Cut to Tuesday morning, 5am. Hermann comes to pick Vero and I up in his taxi and drives us to the neighboring town, La Independencia. We´re going to see Doctor Henry Olvera, and apparently we´re not the only ones. He only takes the first 10 patients, and we find out that we´re number eleven when we arrive at 5:30. Some people have been waiting since 4. The doctor won´t arrive until 8, but he´ll be there half the day seeing patients before going to work at another location in the afternoon. He only takes ten, but that´s because he takes the proper amount of time with each of them, somebody explains to me.

I woke up with minimal pain and it doesn´t look like I´ll get seen that day so I wonder if we should bother staying at all. "Ya estamos aquí." We´re already here, Veronica tells me, imploring me to wait a bit longer.
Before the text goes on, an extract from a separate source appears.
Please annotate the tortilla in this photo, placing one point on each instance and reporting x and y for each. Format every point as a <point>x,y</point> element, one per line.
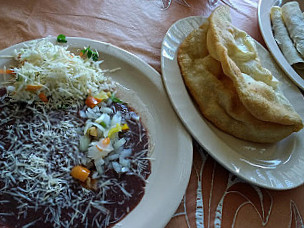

We shoot the shit with our fellow patients, one of whom is the young mother of a 2 month old baby with a runny nose. She´s number twelve, but they say the doctor usually makes exceptions for babies and small children so hopefully she´ll get seen.

An hour or 2 passes, and Veronica and I go to sit at the front entrance of the clinic. She knows where the doctor lives so every so often she goes to look and see if he´s coming. A few minutes later, I see her coming up the path with the doctor, explaining to him very rapidly my situation. He shakes my hand and continues to walk briskly towards the clinic. We walk past the group of waiting patients and he motions me into his office. It´s 7:30am. I am astonished by my friend´s take-charge attitude. "Eres mi heoína," I whipser to her as we sit down. You´re my hero, Verito! He looks over my blood test results, assigns me a few more tests, pokes me a bit, asks me more questions, and it´s over just as quickly as it began.